Es entwickelte sich eine kurze Verfolgungsfahrt, bei der der Honda-Fahrer mit stark überhöhtem Tempo und laut Polizei unverantwortlicher Fahrweise durch die Innenstadt jagte. So fuhr er mehrfach bei Rotlicht über Kreuzungen rund um die Hindenburgstraße und Regentenstraße. Wie die Polizei mitteilte, ist es nur glücklichen Umständen zu verdanken, dass es zu keinem Verkehrsunfall kam.

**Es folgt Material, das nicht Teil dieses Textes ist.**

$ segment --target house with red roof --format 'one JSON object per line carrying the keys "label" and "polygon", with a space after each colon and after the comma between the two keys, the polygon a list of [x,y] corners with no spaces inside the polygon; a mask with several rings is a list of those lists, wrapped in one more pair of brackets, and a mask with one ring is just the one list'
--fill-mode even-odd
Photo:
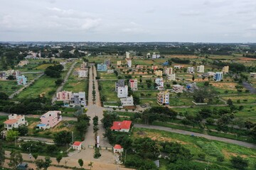
{"label": "house with red roof", "polygon": [[72,149],[76,149],[76,150],[81,150],[82,149],[82,142],[75,141],[72,144]]}
{"label": "house with red roof", "polygon": [[20,125],[26,125],[25,115],[11,114],[8,116],[8,120],[4,122],[6,130],[18,128]]}
{"label": "house with red roof", "polygon": [[114,121],[110,129],[114,131],[128,132],[131,128],[131,125],[132,121],[130,120]]}
{"label": "house with red roof", "polygon": [[113,147],[114,153],[119,153],[124,152],[124,148],[120,144],[115,144]]}

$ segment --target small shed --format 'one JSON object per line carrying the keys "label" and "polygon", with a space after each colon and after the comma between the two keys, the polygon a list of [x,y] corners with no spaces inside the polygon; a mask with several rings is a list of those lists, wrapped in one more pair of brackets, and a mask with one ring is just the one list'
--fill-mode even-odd
{"label": "small shed", "polygon": [[120,144],[115,144],[113,149],[114,153],[121,153],[124,152],[124,148]]}
{"label": "small shed", "polygon": [[76,149],[76,150],[81,150],[82,149],[82,142],[75,141],[72,144],[72,149]]}

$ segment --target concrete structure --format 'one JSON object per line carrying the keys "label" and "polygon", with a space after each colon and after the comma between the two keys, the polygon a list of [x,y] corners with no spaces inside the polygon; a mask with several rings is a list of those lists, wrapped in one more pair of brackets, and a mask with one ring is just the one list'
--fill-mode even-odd
{"label": "concrete structure", "polygon": [[106,59],[104,60],[104,64],[105,64],[107,67],[111,65],[111,60],[110,59]]}
{"label": "concrete structure", "polygon": [[194,73],[195,67],[188,67],[188,73]]}
{"label": "concrete structure", "polygon": [[117,61],[117,66],[122,65],[122,62],[121,62],[121,61]]}
{"label": "concrete structure", "polygon": [[227,74],[229,72],[229,66],[224,66],[223,68],[223,72]]}
{"label": "concrete structure", "polygon": [[88,71],[87,69],[78,70],[78,77],[80,78],[87,77],[87,74],[88,74]]}
{"label": "concrete structure", "polygon": [[132,60],[127,59],[126,60],[127,60],[127,62],[128,68],[132,68]]}
{"label": "concrete structure", "polygon": [[80,67],[80,69],[85,69],[86,67],[87,67],[87,62],[82,62],[82,63],[81,64],[81,67]]}
{"label": "concrete structure", "polygon": [[18,85],[26,85],[27,84],[27,78],[24,76],[16,76]]}
{"label": "concrete structure", "polygon": [[122,122],[114,121],[110,129],[114,131],[128,132],[131,125],[132,121],[130,120],[123,120]]}
{"label": "concrete structure", "polygon": [[129,52],[126,52],[125,54],[126,54],[126,58],[127,58],[127,59],[129,59],[129,54],[130,54],[130,53],[129,53]]}
{"label": "concrete structure", "polygon": [[138,80],[137,80],[137,79],[129,79],[129,85],[131,87],[132,91],[138,90]]}
{"label": "concrete structure", "polygon": [[201,73],[204,72],[204,65],[197,66],[196,71]]}
{"label": "concrete structure", "polygon": [[154,74],[157,76],[163,76],[163,72],[161,70],[156,70]]}
{"label": "concrete structure", "polygon": [[56,94],[56,100],[63,101],[71,101],[72,92],[63,91]]}
{"label": "concrete structure", "polygon": [[124,79],[119,79],[117,82],[115,83],[114,91],[117,92],[118,87],[124,87]]}
{"label": "concrete structure", "polygon": [[215,72],[213,75],[213,80],[218,81],[221,81],[223,79],[223,72]]}
{"label": "concrete structure", "polygon": [[75,149],[75,150],[81,150],[82,149],[82,142],[75,141],[72,144],[72,149]]}
{"label": "concrete structure", "polygon": [[97,70],[100,72],[107,71],[107,65],[104,64],[97,64]]}
{"label": "concrete structure", "polygon": [[24,65],[26,65],[29,63],[28,60],[22,60],[20,61],[18,64],[18,67],[23,67]]}
{"label": "concrete structure", "polygon": [[157,94],[157,103],[159,105],[169,105],[169,104],[170,93],[167,91],[160,91]]}
{"label": "concrete structure", "polygon": [[168,75],[167,79],[171,81],[176,80],[175,73]]}
{"label": "concrete structure", "polygon": [[183,86],[181,86],[179,84],[175,84],[173,86],[173,90],[175,93],[183,93]]}
{"label": "concrete structure", "polygon": [[114,73],[114,69],[107,69],[107,73]]}
{"label": "concrete structure", "polygon": [[157,89],[161,90],[164,89],[164,80],[163,78],[156,78],[155,79],[155,83],[157,84]]}
{"label": "concrete structure", "polygon": [[173,69],[172,67],[168,67],[168,68],[165,68],[164,69],[164,74],[166,74],[167,76],[172,74],[173,74]]}
{"label": "concrete structure", "polygon": [[20,125],[26,125],[25,115],[11,114],[8,116],[8,120],[4,122],[4,128],[6,130],[18,128]]}
{"label": "concrete structure", "polygon": [[113,147],[113,152],[114,153],[119,153],[121,154],[124,152],[124,148],[120,144],[114,144]]}
{"label": "concrete structure", "polygon": [[120,98],[121,103],[122,106],[133,106],[134,101],[132,96],[127,98]]}
{"label": "concrete structure", "polygon": [[128,86],[119,86],[117,87],[117,97],[127,98],[128,96]]}
{"label": "concrete structure", "polygon": [[85,92],[80,91],[72,94],[70,104],[86,106]]}
{"label": "concrete structure", "polygon": [[62,120],[61,111],[48,111],[40,117],[41,124],[37,125],[38,129],[50,129],[57,125]]}

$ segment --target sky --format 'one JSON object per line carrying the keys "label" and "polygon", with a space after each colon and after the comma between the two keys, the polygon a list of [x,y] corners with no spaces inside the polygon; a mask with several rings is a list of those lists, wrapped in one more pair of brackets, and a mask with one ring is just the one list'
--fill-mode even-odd
{"label": "sky", "polygon": [[1,0],[0,41],[256,42],[256,1]]}

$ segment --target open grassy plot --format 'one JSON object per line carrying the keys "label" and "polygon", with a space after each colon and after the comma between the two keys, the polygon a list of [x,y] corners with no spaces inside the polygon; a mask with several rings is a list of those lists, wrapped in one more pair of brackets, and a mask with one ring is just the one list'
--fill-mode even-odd
{"label": "open grassy plot", "polygon": [[[176,134],[157,130],[148,130],[145,128],[134,128],[132,138],[148,137],[152,140],[157,141],[176,142],[183,144],[185,147],[190,149],[191,154],[194,155],[194,159],[197,158],[198,154],[204,153],[210,154],[208,156],[210,164],[215,164],[220,166],[225,166],[233,169],[230,166],[229,159],[232,156],[240,155],[243,158],[246,158],[249,161],[250,167],[248,169],[253,169],[253,164],[256,162],[256,150],[249,149],[238,145],[225,143],[222,142],[213,141],[205,139],[203,137],[192,137],[188,135]],[[206,148],[208,145],[213,145],[215,153],[213,150],[208,151]],[[206,146],[204,147],[203,146]],[[217,155],[223,155],[224,162],[217,162]],[[207,161],[202,163],[206,164],[207,167]]]}
{"label": "open grassy plot", "polygon": [[[46,97],[51,97],[57,89],[55,84],[55,80],[56,79],[55,78],[50,78],[44,75],[36,80],[33,84],[21,91],[17,98],[36,98],[40,95],[45,95]],[[49,94],[50,91],[50,93]],[[53,91],[53,94],[52,94],[52,91]]]}

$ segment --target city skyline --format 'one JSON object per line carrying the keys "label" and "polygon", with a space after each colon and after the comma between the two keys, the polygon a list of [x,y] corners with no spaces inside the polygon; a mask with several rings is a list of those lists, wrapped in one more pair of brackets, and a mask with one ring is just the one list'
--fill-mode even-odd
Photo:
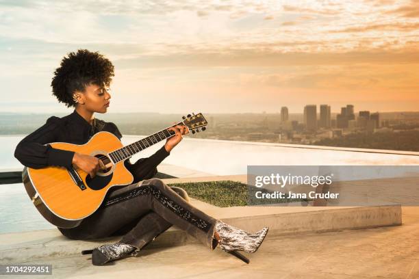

Auf seiner Flucht passierte der Fahrer nochmals den Hinterhof des Hauses Westland so halsbrecherisch und rücksichtslos, dass drei Passanten zur Seite springen mussten, um nicht erfasst zu werden. Auf der Steinmetzstraße wechselte er, da ihm die Fahrbahn durch eine Dreierreihe stehender Autos versperrt war, auf den rechten Gehweg. Anschließend fuhr er mit hoher Geschwindigkeit entgegen der Fahrtrichtung über die Kaiserstraße. Die Fahrt ging mehrmals ums Karree. Im Kreuzungsbereich Bismarck-/Steinmetzstraße mussten erneut zwei Fußgänger wegspringen, um nicht überfahren zu werden. Im Bereich Eicken verloren die Polizisten den Sichtkontakt zu dem Honda. Auch eine weitere Fahndung führte nicht zum Ziel. Insgesamt wurden durch die Fahrweise mindestens fünf Fußgänger und zwei Radfahrer gefährdet, deren Personalien nicht alle bekannt sind. Zudem stellte sich heraus, dass es sich bei dem an dem blauschwarzen Honda Legend angebrachten Kennzeichen, mit augenscheinlichem Siegel und TÜV-Plakette, um eine Fälschung handelt, da es nicht ausgegeben ist. Der Fahrer des Hondas ist 30 bis 35 Jahre alt, hat eine normale Figur und lichtes blondes bis rotblondes Haar. Sein Beifahrer erschien jünger, mit dunkleren Haaren und schlank bis schmächtig. Die Polizei bittet namentlich noch nicht bekannte Personen, die durch die Fahrweise gefährdet wurden, sich zu melden. Zudem sucht sie Hinweise zu Fahrzeugtyp und Fahrer unter 02161 290.